Sneak-er-head/snēker hed/: a sneaker enthusiast.
Sneakers are the most popular type of footwear with 47% of all consumers saying they wear “athletic shoes” most often. For teens, the sneaker is about more than just comfort or function, and what’s on their feet says as much as what’s on their back. Piper Sandler’s Teen Survey takes a closer look at teens and sneakerheads, and what these “sneaker enthusiasts” are buying, how much they’re buying, and where they’re buying it.
What was most surprising about the study was the declining number of teens who identify themselves as sneakerheads, down 80 basis points year-over-year to 24%, and they are spending 3% less overall as COVID tailwinds dissipate and inflationary pressures remain.
Teens still like Nike (NYSE:NKE) with the Jordan brand the favorite among 78% of sneakerheads, a trend that hasn’t changed in two years. But other brands are catching up. New Balance is gaining market share, so too is HOKA (DECK), On Running (ONON), ASICS, and Japanese fashion brand A Bathing Ape. Losing share is Adidas/YEEZY (ADDYY, ADDDF), Vans (VFC), Converse (NKE), Under Armour (UA), Puma, and Reebok. Saucony (WWW) was unchanged at 2%.
The rising penetration of On (ONON) in the U.S. cannot be understated and although it currently has the lowest brand awareness, it also has the highest implied rate of growth, amplified by the addition of apparel. Popular among athletes and fashion enthusiasts, On enjoys strong DTC sales as well. Wall Street analysts are mostly bullish towards On (ONON), but a few bears point to the stock’s high valuation and doubts that it can maintain a growth trajectory to fuel share price gains. Piper Sandler gives ONON an overweight rating and a price target with 17% upside.
Deckers’ HOKA was the only brand for the company that saw an increase in sales in Q1 and is currently Deckers’ (DECK) fastest growing and second-largest brand accounting for close to 40% of FY23 sales (UGG’s is number one). Despite the popularity of HOKA and UGG, most analysts give Deckers (DECK) a Hold rating on valuation concerns and potential disruptions to its supply chain which remains heavily concentrated in Asia. Piper is also Neutral on Deckers (DECK) and sets its price target 2.5% below Friday’s close.

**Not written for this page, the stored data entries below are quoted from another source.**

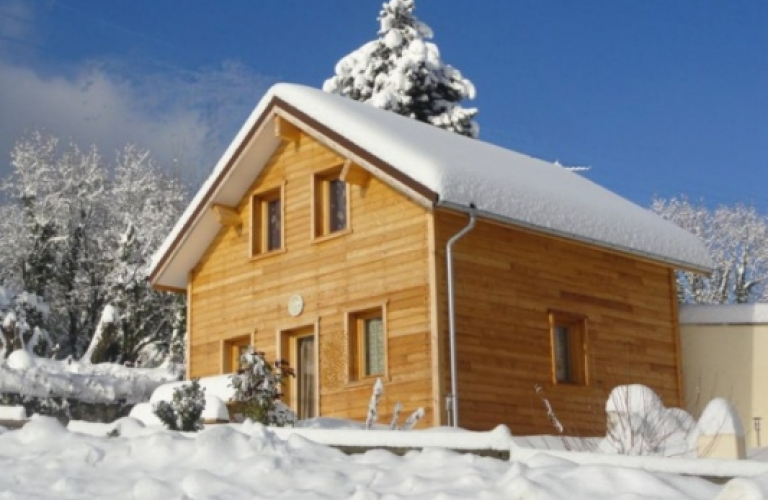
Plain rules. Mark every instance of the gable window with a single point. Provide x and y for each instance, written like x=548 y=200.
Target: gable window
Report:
x=367 y=343
x=266 y=222
x=568 y=334
x=331 y=204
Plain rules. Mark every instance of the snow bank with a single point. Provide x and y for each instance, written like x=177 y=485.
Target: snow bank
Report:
x=720 y=417
x=499 y=439
x=45 y=461
x=13 y=413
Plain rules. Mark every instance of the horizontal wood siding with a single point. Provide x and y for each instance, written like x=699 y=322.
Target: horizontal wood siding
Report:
x=507 y=280
x=381 y=260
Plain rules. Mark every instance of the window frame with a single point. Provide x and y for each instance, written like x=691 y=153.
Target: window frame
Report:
x=260 y=232
x=321 y=204
x=357 y=345
x=229 y=347
x=575 y=330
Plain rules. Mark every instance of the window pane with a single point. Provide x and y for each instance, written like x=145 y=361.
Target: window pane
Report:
x=374 y=346
x=563 y=369
x=273 y=224
x=337 y=205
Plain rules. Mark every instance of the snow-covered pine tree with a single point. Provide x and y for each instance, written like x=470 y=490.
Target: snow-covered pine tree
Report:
x=402 y=72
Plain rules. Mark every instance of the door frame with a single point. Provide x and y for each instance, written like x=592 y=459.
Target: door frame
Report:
x=286 y=349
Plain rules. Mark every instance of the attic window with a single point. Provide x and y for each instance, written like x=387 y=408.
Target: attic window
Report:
x=568 y=333
x=267 y=222
x=331 y=207
x=367 y=343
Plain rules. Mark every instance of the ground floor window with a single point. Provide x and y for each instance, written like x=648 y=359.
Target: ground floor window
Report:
x=568 y=335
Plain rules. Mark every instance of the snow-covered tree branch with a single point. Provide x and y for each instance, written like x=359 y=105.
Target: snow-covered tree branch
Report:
x=79 y=233
x=737 y=239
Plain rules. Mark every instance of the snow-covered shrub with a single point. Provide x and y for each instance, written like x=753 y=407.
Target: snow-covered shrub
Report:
x=373 y=411
x=639 y=424
x=184 y=411
x=258 y=387
x=373 y=404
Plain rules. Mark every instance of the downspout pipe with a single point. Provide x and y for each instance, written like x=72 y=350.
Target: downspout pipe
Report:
x=452 y=313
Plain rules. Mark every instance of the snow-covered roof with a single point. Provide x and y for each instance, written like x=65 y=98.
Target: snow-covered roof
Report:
x=435 y=167
x=724 y=314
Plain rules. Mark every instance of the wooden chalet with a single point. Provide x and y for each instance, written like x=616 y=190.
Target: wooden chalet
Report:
x=322 y=237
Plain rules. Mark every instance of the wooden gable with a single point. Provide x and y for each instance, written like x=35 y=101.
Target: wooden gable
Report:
x=380 y=261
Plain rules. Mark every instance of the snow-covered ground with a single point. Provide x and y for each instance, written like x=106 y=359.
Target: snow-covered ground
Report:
x=45 y=461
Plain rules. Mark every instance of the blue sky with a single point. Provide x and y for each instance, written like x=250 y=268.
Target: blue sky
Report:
x=659 y=97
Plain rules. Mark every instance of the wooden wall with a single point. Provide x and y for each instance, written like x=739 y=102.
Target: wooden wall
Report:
x=383 y=258
x=506 y=281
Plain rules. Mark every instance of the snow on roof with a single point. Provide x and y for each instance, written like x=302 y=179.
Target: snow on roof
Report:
x=724 y=314
x=502 y=184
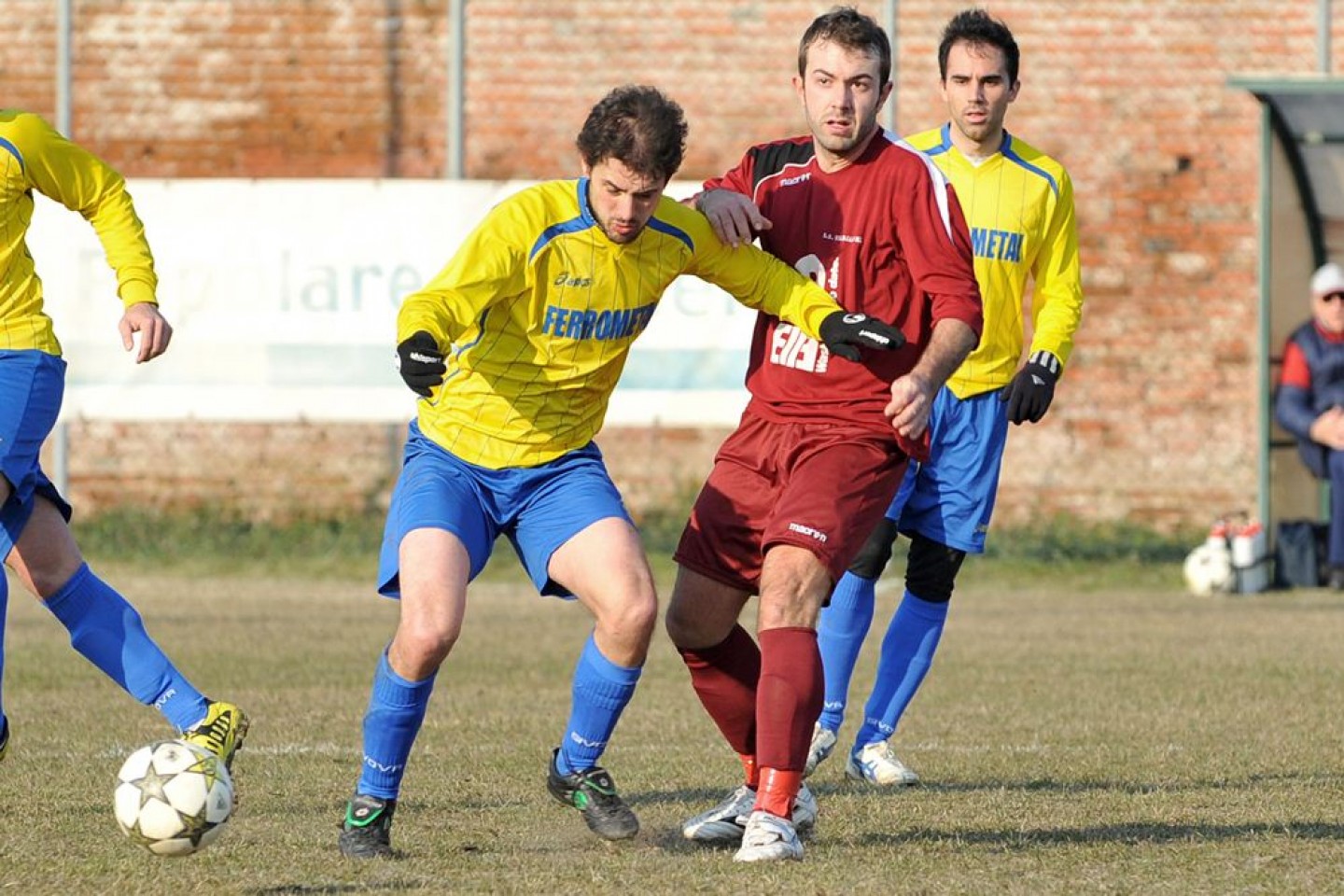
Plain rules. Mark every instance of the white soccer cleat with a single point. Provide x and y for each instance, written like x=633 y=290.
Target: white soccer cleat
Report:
x=876 y=764
x=722 y=825
x=767 y=838
x=823 y=742
x=724 y=822
x=804 y=809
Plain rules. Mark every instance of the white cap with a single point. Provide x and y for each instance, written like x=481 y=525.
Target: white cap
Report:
x=1328 y=278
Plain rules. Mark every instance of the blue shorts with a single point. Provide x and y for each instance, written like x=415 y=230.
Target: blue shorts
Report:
x=539 y=508
x=31 y=387
x=950 y=496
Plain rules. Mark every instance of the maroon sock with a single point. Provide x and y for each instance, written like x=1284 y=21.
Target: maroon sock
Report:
x=790 y=697
x=724 y=678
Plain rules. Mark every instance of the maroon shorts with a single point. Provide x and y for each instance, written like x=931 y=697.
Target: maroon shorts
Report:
x=820 y=486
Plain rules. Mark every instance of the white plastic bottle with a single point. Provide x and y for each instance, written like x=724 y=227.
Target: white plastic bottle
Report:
x=1250 y=558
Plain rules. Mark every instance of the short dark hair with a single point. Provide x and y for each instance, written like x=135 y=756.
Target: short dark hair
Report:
x=854 y=31
x=979 y=27
x=637 y=125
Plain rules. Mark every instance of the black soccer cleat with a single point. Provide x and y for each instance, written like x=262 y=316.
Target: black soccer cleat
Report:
x=593 y=792
x=367 y=832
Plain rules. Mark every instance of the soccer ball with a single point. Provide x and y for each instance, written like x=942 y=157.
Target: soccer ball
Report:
x=174 y=797
x=1209 y=569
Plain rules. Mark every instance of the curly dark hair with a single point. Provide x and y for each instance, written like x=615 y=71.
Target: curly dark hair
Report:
x=854 y=31
x=638 y=127
x=979 y=27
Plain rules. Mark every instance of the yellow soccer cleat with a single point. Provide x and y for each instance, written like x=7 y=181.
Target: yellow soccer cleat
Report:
x=220 y=731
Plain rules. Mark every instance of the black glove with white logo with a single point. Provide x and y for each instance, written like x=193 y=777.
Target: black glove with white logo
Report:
x=420 y=363
x=846 y=332
x=1032 y=388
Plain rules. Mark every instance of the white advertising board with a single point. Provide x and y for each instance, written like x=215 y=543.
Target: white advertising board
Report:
x=284 y=293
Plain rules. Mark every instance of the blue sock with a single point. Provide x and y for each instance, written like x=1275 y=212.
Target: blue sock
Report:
x=906 y=654
x=5 y=606
x=110 y=635
x=840 y=633
x=601 y=691
x=393 y=719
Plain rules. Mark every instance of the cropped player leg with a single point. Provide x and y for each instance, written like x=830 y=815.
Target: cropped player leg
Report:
x=604 y=566
x=723 y=661
x=104 y=627
x=6 y=491
x=433 y=569
x=845 y=623
x=793 y=584
x=912 y=638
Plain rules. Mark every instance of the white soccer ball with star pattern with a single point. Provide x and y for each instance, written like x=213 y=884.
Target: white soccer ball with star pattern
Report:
x=174 y=797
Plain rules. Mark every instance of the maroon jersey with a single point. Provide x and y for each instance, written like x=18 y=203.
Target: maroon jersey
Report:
x=885 y=235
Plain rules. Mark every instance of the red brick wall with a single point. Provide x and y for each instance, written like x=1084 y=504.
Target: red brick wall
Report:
x=1157 y=414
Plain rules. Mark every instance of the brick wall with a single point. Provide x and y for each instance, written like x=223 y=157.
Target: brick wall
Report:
x=1157 y=414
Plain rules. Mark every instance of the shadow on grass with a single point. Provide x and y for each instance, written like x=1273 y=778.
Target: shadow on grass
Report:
x=317 y=889
x=1130 y=834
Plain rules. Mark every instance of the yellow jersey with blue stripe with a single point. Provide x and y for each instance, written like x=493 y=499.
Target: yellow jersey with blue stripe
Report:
x=538 y=311
x=1019 y=204
x=35 y=158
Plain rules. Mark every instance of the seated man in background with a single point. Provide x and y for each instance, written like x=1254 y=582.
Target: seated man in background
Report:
x=1309 y=402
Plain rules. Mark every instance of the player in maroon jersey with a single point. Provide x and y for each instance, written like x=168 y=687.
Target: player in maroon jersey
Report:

Losing market share is Crocs (CROX), leading Piper to think the Crocs trend may be at or near its peak with teens. Analysts remain bullish on Crocs (CROX), however, even with the drag from its teen-centric HEYDUDE category and the slower revenue and earnings growth guidance in Q1. There is building consensus that the worst may be behind Crocs (CROX) as management continues to deleverage its balance sheet and the HEYDUDE inventory correction looks to be complete later this year. Crocs (CROX) is rated Overweight at Piper with a $140 price target.
Teens are more likely to buy sneakers at the brand’s website followed by secondary websites like Dick’s Sporting Goods (DKS), Amazon (AMZN) and Foot Locker (FL). But gaining market share among this demographic is Academy Sports (ASO) [+2%], Hibbett Sports (HIBB) [+2%], and Fanatics [+2%].
As for risks, consumer spending poses a potential risk that is common to all the brands followed by inflation, fashion trends, and inventory. And while some are more insulated from shifts in fashion, such as Nike (NKE), Piper Sandler cautions that macro pressures are beginning to impact sneakerheads’ spending.